SAGE tags databases of normal and tumour colorectal tissues were retrieved from http://www.ncbi.nlm.nih.gov/geo (NC1, GSM728; NC2, GSM729; TU98, GSM756; TU102, GSM755) and tags related to 98 putative MSI target genes were extracted using a Perl script. A list of the 98 genes studied is available from the authors. The medium level of expression was considered to be below 60 tags per million, which incorporates 90% of the transcripts detected by SAGE. Expression information for the 41 of 98 putative MSI target genes represented in the microarray dataset of normal and colorectal cancer tissues obtained by Nottermann and co-workers was extracted from http://microarray.princeton.edu/oncology/Data/CarcinomaNormalDatasetCancerResearch.txt using Perl scripts. These data were obtained using the MAS4 Affymetrix software and centred to an average signal of 50 intensity units. We therefore divided the data set into three groups: unexpressed genes, showing an average expression level <0 intensity units (21.7% of genes); genes expressed at medium to low level, showing an average level of expression between 0 and 400 intensity units (75.5% of genes); highly expressed genes, showing an average expression level >400 intensity units (2.56% of genes).

Accession numbers

BMP7 (bone morphogenetic protein 7), GenBank accession no. NM_001719; Porin 31HM cDNA, LOC158553, GenBank accession no. XM_018142; PP610, GenBank accession no. AF177331; IMPD2 transcript, GenBank accession no. BC015567; BAX β gene CDS, GenBank accession no. L22474; PIG-T mRNA, GenBank accession no. AB057724; PACE mRNA (paired basic amino acid cleaving enzyme), GenBank accession no. NM_002569; WNT16 mRNA, GenBank accession no. NM_016087; DSTN, GenBank accession no. NM_006870; NDUFC2, GenBank accession no. NM_004549; ZMPSTE24, GenBank accession no. NM_005857; KIAA0905, GenBank accession no. AB020712; P4HB, GenBank accession no. NM_000918; MBD4, GenBank accession no. NM_003925.

RESULTS

Expression of known putative target genes in human colorectal mucosa

Several studies have recently reported a number of candidate target genes of MSI in colorectal cancers. We studied expression of 98 genes found mutated at coding microsatellites in 5–58% of MSI+ colorectal cancers (9,1317). We first examined expression of their CDS in human normal colorectal mucosa by high density oligonucleotide (HDO; Affymetrix) microarrays. Within this chip, 77 of 98 of the above-mentioned putative MSI target genes were represented by at least one probe set. Among these 77, only 18 genes were found to be consistently expressed. Only the five (6%) genes DSTN, NDUFC2, ZMPSTE24, KIAA0905 and P4HB were found expressed at high level, i.e. not only ‘called as present’ but also showing a high signal.
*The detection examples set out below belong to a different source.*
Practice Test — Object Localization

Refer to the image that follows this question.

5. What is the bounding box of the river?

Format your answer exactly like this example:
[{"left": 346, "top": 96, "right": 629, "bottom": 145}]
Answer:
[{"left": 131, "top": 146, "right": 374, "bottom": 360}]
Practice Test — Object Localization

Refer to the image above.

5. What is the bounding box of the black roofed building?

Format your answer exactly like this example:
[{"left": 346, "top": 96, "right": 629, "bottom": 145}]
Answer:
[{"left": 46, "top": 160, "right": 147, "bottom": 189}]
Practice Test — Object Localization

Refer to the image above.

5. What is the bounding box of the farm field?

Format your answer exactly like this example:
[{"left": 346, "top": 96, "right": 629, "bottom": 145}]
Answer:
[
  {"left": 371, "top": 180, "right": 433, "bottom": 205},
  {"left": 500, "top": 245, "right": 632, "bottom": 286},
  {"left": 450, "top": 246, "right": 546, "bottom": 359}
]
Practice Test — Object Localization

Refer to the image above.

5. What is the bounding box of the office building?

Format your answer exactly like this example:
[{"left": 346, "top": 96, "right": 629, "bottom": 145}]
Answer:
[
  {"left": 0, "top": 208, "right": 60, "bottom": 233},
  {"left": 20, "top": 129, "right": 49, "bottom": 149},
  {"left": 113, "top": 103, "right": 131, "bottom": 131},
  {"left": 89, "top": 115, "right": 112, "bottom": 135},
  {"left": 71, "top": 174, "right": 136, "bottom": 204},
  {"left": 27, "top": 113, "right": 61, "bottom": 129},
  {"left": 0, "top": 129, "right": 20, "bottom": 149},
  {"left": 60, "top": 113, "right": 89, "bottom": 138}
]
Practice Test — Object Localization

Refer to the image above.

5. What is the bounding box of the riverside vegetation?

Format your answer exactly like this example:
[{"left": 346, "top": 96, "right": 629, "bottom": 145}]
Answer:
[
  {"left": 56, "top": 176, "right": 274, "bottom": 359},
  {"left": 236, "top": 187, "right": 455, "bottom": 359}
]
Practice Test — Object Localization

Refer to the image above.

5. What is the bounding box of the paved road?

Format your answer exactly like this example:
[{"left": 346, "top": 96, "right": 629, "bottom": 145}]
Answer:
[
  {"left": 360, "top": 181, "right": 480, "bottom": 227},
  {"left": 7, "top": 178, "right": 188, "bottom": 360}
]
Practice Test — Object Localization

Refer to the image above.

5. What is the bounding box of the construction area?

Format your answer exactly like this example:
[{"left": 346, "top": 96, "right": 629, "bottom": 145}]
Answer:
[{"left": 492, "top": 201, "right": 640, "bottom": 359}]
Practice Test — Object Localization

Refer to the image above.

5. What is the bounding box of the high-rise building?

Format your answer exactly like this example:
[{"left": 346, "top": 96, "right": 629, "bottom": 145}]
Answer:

To confirm our experimental data, we also checked the expression levels of these putative target genes reported in databases available online. In serial analysis of gene expression databases of normal colorectal mucosa and colorectal cancers, only two (MBD4 and P4HB) out of the 98 putative MSI target genes were found expressed over a medium level. Expression of the same 98 genes was also investigated in a microarray dataset obtained by Notterman and co-workers from normal and neoplastic colorectal tissues (20). Forty-one out of 98 genes were represented in Notterman’s data set. Ten of these 41 genes were not expressed, while the remaining ones were expressed at a medium to low level. There were no highly expressed genes.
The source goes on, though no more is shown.